Beyond raw context, prompt structure matters. A system message that states “You must use the project’s existing libraries” and enumerates the preferred import paths sets expectations. You can also include “banned patterns” (e.g., “Do not write your own JSON schema validator”) and ask the agent to self-check for violations before finalizing an answer. These guardrails often pay bigger dividends than swapping models.

A Developer Playbook to Make Agents Library-Savvy

If you’re integrating coding agents into your team’s workflow, start by making library usage an explicit goal. Bake it into your prompts, your tooling, and your acceptance criteria. For day-to-day tasks, supply curated context: the library’s README snippet, key function signatures, one or two canonical examples, and any project-specific wrappers or utility functions the team expects. Keep the context fresh and easy to maintain.

Adopt a lightweight eval loop for your own codebase. Create a small suite of tasks that represent your common patterns—“create a DB migration using our ORM,” “add a Pydantic model for this payload,” “call our HTTP client wrapper instead of requests directly.” Pair each with a short rubric: which APIs must be used, which anti-patterns to avoid. Run your agent against this suite periodically and whenever you change models, prompts, or context retrieval strategies.

Add verification layers. Simple AST or regex checks can catch telltale reinvention (e.g., hand-rolled parsing). Unit tests should verify behavior, and a rubric-based judge (human or agent) should verify library adherence. Consider sampling multiple candidates at a low temperature and selecting the one that passes tests and rubric checks. In prompts, explicitly instruct the model to self-critique: “Verify you used the specified API,” then revise before finalizing. These practices make agents more predictable and their outputs more maintainable.

Looking Ahead: From Benchmarks to Better Agents

Maria hints that more research is coming—this is an evolving space. As benchmarks mature, we can expect more nuanced scoring (e.g., degrees of idiomatic use, performance-aware choices, and maintainability metrics) and wider coverage of languages, frameworks, and domains. Future iterations may assess multi-step planning: reading docs, proposing an approach, implementing with the chosen APIs, and self-checking against the rubric.

On the product side, better retrieval, richer tool use, and tighter library adapters will reduce the need for micromanagement. However, even as models improve, the underlying engineering truth remains: good software depends on good abstractions. Teams that articulate, expose, and test those abstractions—through docs, examples, and evals—will get the most from coding agents.

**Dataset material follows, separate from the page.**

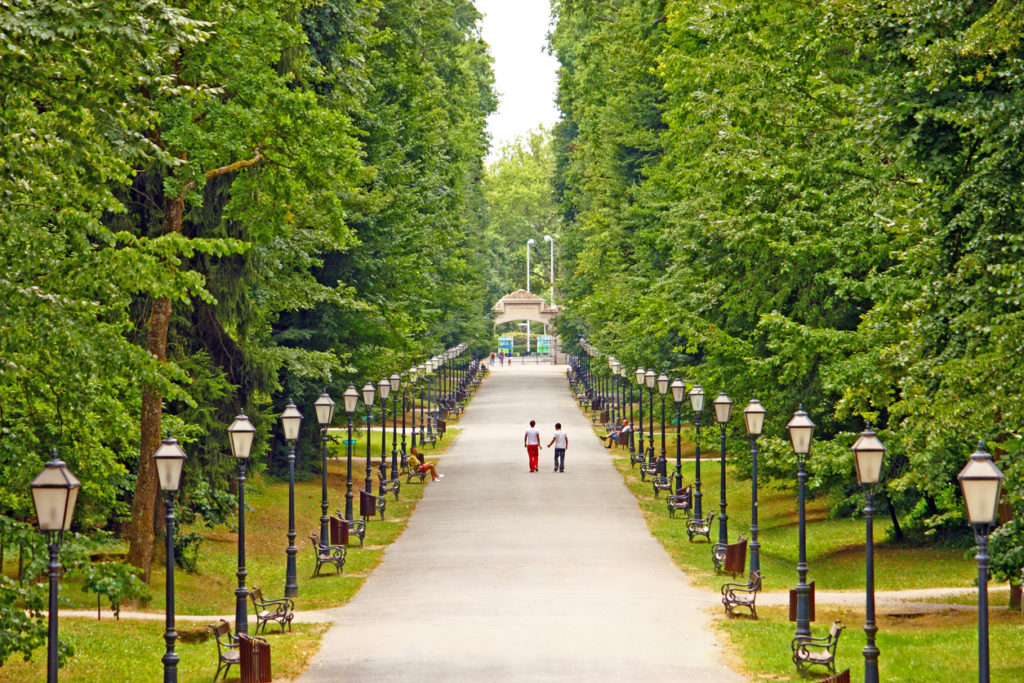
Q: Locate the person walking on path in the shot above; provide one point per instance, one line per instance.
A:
(531, 439)
(561, 441)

Ultimately, this report reframes the question from “Can an agent code?” to “Can an agent code like our team codes?” That’s the standard that matters in production.

Key Takeaways

  • Treat abstractions as first-class: instruct agents to use existing libraries and project utilities instead of reimplementing functionality.
  • Evals beat anecdotes: measure performance across many tasks and report rates (e.g., library-API adherence), not one-off wins.
  • Build library-use benchmarks: pair realistic tasks (“use Pydantic to model X”) with explicit rubrics that reward correct API usage.
  • Context is leverage: provide minimal, curated API docs, signatures, and examples; avoid dumping entire documentation sets.
  • Add guardrails: specify “preferred imports,” “banned patterns,” and a self-check step requiring the agent to confirm API adherence.
  • Verify on multiple axes: combine functional tests, rubric-based judging (human or agent), and simple static checks for reinvention.
  • Operationalise your evals: run them whenever you change models, prompts, or context retrieval, and track trends over time.
  • Optimise for maintainability: prioritise outputs that are idiomatic, predictable, and easy for teammates to review and extend.